Experts at New York's Pregnancy Risk Network Teratogen Information Service (PRN), a non-profit that aims to educate women about all types of exposures that pose risk to pregnancy and breastfeeding, report that 160,000 babies are affected by birth defects each year in the U.S. Approximately 3 percent of the babies born each year in New York are born with birth defects, some of which can be prevented.
In honor of National Birth Defects Prevention Month, which is recognized during January of each year, the PRN is stepping up efforts to help educate the public about preventable causes of some common birth defects. Specialists at the PRN have compiled a list of a few of the preventable causes of some of the most common birth defects:
1. Neural Tube Defects and Folic Acid Supplementation
Neural tube defects are malformations of the spinal cord that are serious and can be life-threatening. Two of the most common neural tube defects are spina bifida and anencephaly, and these occur in about 1 in every 1,000 live births. Getting enough folic acid, and following recommendations to take a multivitamin with folic acid or a folic acid supplement containing at least 400 mcg daily during all of the years that a woman is capable of becoming pregnant can prevent up to 70 percent of these defects. Because the neural tube closes in the first month after conception, a time when many women do not yet realize they are pregnant, it is important for women, in addition to a healthy diet, to be taking supplements before pregnancy. That is why the recommendation is to take supplements throughout the childbearing years.
2. Heart Defects and Maternal Obesity
Heart defects are some of the most common malformations. The various types of errors in the formation of the heart may occur in as many as 1 in 100 live births. Mothers who are obese at the time they become pregnant (Body Mass Index >30) seem to have an increased chance of having a baby with several kinds of birth defects, including heart defects. If mothers can reduce body weight by making healthy lifestyle changes prior to becoming pregnant, this can help prevent heart and other defects in their baby.

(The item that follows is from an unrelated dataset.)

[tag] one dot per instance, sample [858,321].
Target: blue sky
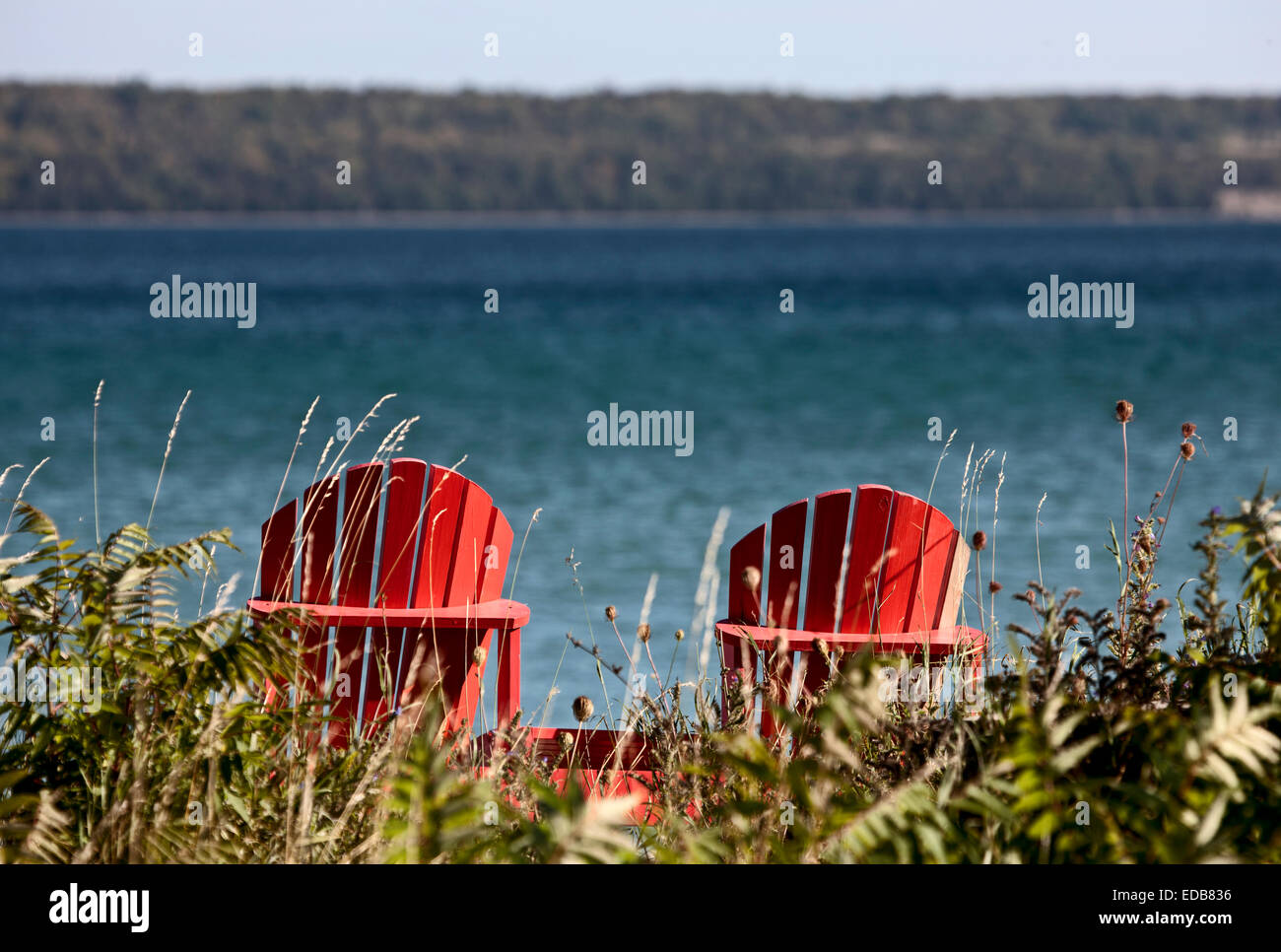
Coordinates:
[574,45]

3. Fetal Alcohol Syndrome (FAS) and Maternal Drinking
"Alcohol is the most common recognizable environmental cause of birth defects associated with mental retardation," says Luther K Robinson MD, founder of the Pregnancy Risk Network. Children with Fetal Alcohol Syndrome are born small, have problems with learning and behavior, and may have other birth defects. "It's completely preventable by avoiding alcohol during pregnancy," Dr. Robinson says. This means that women who have the potential to become pregnant can prevent having a child affected by alcohol by modifying their alcohol drinking habits prior to becoming pregnant. Once a woman knows she is pregnant, she can prevent later effects of alcohol on the baby's growing brain by avoiding alcohol through the remainder of the pregnancy and during breastfeeding.